Ella se apretó más contra él y él buscó sus labios, los encontró y se besaron, y él la sintió fresca, nueva, suave, joven y adorable, con aquella frescura cálida, devoradora e increíble; porque era increíble encontrársela allí, en su saco de noche, que era tan familiar para él como sus propias ropas, sus zapatos o su trabajo, y, por último, ella dijo, asustada:

- Y ahora hagamos en seguida todo lo que tenemos que hacer, para que desaparezca todo lo demás.

- ¿Lo deseas de verdad?

- Sí -dijo ella casi con fiereza-. Sí. Sí. Sí.

Capítulo octavo

La noche estaba fría. Robert Jordan dormía profundamente. Se despertó una vez y, al estirarse, notó la presencia de la muchacha, acurrucada, dentro del saco, respirando ligera y regularmente. El cielo estaba duro, esmaltado de estrellas, el aire frío le empapaba las narices; metió la cabeza en la tibieza del saco y besó la suave espalda de la muchacha. La chica no se despertó y Jordan se volvió de lado, despegándose suavemente y, sacando otra vez la cabeza del saco, se quedó en vela un instante, paladeando la voluptuosidad que le originaba su fatiga; luego, el deleite suave, táctil, de los dos cuerpos rozándose; por último, estiró las piernas hasta el fondo del saco y se dejó caer a plomo en el más profundo sueño.
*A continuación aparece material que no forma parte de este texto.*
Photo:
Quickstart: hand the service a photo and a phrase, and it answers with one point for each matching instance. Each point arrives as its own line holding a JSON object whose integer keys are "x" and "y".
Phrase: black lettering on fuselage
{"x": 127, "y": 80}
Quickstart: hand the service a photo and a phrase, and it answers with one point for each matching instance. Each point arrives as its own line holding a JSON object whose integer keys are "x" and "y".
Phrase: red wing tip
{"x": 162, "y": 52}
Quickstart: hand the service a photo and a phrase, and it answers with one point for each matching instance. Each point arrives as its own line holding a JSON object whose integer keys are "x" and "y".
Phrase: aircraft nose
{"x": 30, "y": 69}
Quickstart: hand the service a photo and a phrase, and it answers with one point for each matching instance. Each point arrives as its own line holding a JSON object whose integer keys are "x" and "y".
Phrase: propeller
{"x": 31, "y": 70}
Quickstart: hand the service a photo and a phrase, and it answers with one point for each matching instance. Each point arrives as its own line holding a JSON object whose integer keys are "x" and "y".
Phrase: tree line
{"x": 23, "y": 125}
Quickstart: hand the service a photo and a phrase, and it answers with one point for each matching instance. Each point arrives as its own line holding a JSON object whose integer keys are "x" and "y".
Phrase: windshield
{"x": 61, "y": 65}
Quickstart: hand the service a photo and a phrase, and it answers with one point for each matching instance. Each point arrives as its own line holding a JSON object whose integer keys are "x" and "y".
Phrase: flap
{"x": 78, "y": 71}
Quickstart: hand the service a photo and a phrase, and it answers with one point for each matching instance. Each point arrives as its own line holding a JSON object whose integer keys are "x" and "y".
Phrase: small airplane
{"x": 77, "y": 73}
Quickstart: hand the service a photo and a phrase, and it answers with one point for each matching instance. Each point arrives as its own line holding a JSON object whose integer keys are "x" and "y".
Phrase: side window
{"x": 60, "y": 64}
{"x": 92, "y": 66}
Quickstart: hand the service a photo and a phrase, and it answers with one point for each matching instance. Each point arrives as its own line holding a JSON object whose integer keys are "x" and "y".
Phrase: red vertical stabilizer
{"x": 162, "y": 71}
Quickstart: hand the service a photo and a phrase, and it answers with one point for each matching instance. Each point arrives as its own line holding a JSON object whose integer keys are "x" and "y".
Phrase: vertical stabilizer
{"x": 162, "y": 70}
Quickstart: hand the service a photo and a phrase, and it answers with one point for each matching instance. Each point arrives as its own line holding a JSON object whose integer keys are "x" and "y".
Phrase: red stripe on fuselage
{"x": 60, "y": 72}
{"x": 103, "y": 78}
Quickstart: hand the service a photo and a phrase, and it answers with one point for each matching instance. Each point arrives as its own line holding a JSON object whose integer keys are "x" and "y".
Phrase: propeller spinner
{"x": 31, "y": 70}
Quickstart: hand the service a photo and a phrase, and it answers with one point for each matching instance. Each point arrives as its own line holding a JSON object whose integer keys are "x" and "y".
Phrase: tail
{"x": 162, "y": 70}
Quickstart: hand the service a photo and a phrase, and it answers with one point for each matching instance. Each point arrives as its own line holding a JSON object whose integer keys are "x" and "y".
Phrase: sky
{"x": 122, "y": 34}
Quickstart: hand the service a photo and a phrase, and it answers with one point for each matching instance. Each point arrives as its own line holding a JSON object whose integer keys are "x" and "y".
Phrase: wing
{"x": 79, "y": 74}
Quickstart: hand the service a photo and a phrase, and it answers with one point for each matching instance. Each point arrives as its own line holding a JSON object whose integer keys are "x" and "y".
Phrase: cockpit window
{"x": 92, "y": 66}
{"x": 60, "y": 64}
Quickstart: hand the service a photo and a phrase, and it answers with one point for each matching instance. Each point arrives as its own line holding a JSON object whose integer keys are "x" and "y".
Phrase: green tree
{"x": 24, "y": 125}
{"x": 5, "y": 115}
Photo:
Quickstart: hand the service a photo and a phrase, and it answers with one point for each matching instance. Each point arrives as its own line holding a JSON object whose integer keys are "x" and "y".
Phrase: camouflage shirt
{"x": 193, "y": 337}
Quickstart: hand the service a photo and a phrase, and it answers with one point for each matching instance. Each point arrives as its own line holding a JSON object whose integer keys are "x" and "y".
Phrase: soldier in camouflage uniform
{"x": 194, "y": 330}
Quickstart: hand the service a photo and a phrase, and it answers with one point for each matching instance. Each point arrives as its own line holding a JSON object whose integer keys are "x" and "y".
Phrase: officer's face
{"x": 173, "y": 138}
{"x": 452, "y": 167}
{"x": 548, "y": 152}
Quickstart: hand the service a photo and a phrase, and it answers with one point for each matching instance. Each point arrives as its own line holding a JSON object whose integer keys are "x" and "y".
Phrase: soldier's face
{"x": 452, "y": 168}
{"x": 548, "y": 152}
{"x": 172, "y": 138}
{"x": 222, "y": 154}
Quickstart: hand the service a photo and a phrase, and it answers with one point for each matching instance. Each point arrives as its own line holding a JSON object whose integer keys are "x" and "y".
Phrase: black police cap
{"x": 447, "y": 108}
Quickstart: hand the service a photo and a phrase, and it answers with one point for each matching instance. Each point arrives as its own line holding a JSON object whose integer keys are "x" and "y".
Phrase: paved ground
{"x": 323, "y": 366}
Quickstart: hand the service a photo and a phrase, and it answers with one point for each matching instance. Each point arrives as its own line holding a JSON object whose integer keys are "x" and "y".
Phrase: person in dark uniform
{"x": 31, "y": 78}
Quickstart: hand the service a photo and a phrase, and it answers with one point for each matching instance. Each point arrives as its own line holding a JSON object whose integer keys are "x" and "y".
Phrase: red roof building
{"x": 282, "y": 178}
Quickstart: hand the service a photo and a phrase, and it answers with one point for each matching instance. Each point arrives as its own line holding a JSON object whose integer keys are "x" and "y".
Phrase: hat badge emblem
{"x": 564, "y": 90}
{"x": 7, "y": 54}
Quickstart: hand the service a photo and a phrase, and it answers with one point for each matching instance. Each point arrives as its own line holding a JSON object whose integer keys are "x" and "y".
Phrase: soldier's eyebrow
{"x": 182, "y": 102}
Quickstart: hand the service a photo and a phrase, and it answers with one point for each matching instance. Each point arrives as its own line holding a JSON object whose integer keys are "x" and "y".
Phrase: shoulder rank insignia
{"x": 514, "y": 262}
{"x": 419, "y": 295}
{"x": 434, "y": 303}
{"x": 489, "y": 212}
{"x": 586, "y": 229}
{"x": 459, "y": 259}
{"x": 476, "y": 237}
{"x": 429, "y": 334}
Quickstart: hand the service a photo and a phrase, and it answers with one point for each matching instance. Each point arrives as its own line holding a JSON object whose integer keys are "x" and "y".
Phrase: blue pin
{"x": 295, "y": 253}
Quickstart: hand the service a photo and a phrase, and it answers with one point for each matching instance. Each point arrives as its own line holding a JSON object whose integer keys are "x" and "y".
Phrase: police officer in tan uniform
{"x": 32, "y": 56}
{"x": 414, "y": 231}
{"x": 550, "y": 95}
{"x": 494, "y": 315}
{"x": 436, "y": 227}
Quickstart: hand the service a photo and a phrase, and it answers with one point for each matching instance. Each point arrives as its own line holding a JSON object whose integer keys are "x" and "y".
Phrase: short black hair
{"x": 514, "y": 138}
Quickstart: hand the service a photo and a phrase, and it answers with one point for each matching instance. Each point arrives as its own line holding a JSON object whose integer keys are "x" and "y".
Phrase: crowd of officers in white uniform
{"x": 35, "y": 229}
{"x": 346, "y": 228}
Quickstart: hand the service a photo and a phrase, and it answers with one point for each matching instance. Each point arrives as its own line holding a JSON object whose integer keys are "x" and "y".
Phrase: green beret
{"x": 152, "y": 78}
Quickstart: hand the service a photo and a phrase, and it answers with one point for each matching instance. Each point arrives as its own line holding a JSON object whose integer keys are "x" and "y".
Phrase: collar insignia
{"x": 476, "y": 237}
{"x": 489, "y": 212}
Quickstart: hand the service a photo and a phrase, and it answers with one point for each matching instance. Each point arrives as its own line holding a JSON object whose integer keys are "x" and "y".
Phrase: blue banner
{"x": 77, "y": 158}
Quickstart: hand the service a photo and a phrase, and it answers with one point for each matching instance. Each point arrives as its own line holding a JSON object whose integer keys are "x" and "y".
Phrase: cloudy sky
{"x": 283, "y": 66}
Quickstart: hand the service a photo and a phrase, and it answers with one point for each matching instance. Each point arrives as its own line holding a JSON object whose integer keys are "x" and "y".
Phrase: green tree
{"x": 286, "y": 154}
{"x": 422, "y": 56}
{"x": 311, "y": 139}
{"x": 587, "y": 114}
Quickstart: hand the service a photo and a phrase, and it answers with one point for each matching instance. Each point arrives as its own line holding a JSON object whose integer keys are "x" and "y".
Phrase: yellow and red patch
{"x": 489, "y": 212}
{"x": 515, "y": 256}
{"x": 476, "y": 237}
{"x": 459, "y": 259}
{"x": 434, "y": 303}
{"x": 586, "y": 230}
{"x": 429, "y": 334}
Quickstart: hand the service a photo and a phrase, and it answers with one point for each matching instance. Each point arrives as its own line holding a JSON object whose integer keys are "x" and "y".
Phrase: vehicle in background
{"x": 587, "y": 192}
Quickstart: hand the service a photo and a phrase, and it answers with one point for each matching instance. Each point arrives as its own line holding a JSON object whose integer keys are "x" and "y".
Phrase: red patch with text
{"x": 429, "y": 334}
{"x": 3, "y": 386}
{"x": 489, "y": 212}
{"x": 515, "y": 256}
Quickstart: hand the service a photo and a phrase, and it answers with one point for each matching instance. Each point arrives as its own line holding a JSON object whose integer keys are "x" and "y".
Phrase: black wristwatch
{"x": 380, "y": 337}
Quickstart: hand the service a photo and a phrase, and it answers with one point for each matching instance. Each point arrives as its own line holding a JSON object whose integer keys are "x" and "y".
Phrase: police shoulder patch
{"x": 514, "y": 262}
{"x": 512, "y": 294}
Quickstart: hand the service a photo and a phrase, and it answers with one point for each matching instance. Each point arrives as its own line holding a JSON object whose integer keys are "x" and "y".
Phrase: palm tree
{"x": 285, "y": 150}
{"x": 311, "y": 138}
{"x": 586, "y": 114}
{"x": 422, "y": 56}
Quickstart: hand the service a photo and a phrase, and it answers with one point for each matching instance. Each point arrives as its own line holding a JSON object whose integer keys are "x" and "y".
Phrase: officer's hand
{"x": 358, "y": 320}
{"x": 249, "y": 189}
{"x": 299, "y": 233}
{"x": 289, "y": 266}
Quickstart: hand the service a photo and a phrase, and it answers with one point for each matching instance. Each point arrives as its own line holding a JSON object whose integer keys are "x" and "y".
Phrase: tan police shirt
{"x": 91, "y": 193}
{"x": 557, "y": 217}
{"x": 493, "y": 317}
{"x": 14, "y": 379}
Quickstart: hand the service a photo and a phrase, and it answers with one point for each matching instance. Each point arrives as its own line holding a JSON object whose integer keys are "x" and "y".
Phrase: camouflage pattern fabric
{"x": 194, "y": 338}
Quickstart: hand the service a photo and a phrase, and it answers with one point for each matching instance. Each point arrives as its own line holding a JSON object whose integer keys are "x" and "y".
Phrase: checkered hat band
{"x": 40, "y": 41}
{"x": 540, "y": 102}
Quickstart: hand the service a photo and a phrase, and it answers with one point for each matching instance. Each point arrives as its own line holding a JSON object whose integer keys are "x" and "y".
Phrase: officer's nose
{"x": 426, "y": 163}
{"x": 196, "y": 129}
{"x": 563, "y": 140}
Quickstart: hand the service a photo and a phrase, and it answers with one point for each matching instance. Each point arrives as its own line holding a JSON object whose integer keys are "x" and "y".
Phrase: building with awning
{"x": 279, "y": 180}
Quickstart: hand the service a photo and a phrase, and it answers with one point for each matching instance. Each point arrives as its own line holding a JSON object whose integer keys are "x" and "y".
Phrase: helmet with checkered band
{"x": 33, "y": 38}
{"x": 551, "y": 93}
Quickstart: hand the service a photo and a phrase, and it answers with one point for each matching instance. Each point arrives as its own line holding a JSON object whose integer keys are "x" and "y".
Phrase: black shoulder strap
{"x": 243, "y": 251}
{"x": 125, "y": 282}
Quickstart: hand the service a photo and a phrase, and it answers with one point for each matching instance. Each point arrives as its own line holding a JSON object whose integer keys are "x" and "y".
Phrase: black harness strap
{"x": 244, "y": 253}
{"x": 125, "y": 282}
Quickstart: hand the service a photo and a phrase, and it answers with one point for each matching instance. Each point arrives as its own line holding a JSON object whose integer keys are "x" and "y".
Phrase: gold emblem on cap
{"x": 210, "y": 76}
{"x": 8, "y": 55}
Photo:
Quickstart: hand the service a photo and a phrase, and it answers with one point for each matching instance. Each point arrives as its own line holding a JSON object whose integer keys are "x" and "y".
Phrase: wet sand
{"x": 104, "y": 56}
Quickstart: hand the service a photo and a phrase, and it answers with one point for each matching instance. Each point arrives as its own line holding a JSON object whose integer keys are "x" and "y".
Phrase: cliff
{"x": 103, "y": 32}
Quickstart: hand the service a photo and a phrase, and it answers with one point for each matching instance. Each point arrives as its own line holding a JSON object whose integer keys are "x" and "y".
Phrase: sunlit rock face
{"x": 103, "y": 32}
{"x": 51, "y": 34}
Se despertó al rayar el día. La muchacha se había marchado. Lo supo al despertarse, extender el brazo y notar el saco todavía tibio en el lugar donde ella había reposado. Miró hacia la entrada de la cueva, donde se hallaba la manta, bordeada de escarcha, y vio una débil columna gris de humo, que se escapaba de una hendidura entre las rocas, cosa que quería decir que el fuego de la cocina había sido encendido.